- Directed by: Zoe Eisenberg
- Written by: Zoe Eisenberg
- Cinematography: Kali Kasashima
- Music by: Taimane Gardner
- Production companies: 1919 Films; Kumau Productions; 9Isle Films;
- Distributed by: FilmHub
- Release dates: January 19, 2024 (Slamdance Film Festival); September 11, 2025 (Limited);
- Running time: 99 minutes
- Country: United States
- Language: English

= Chaperone (2024 film) =

2024 film directed by Zoe Eisenberg

Chaperone is a 2024 drama film directed by Zoe Eisenberg starring Mitzi Akaha, Laird Akeo, Kanoa Goo, Krista Alvarez, and Jessica Jade Andres.

== Premise ==
At 29 and lacking ambition, Mischa begins a relationship with an 18-year-old athlete after he mistakes her for a student.

== Cast ==
- Kanoa Goo as Vik
- Jessica Jade Andres as Kenzie
- Laird Ake as Jake
- Mitzi Akaha as Misha
- Krista Alvarez as Georgia
- Ioane Goodhue as Kana
- Autumn Miyares Thompson as Lani

== Production ==
The film is set in Hilo, Hawaii, and the cast is composed entirely of Asian Pacific American actors.

== Release ==
The film had its world premiere at the 2024 Slamdance Film Festival.
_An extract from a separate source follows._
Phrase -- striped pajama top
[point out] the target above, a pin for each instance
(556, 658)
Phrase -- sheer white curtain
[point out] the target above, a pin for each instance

It was released by FilmHub in select theaters on September 11, 2025, followed by a digital release on October 3, 2025.

== Reception ==

On Alliance of Women Film Journalists (Awfj), Alexandra Heller-Nicholas wrote that "Chaperone is not an easy watch and it does not shy away from the often uncomfortable ethical terrain its storyline demands it explore, but it is also thoughtful and humane." In his review o Film Threat, Jason Delgado rated the film 9/10, writing that "everything about Chaperone is superb, from the cast, location, writing, and directing to the cinematography. Mitzi Akaha and Laird Akeo have instant chemistry onscreen, and everyone else plays their roles perfectly."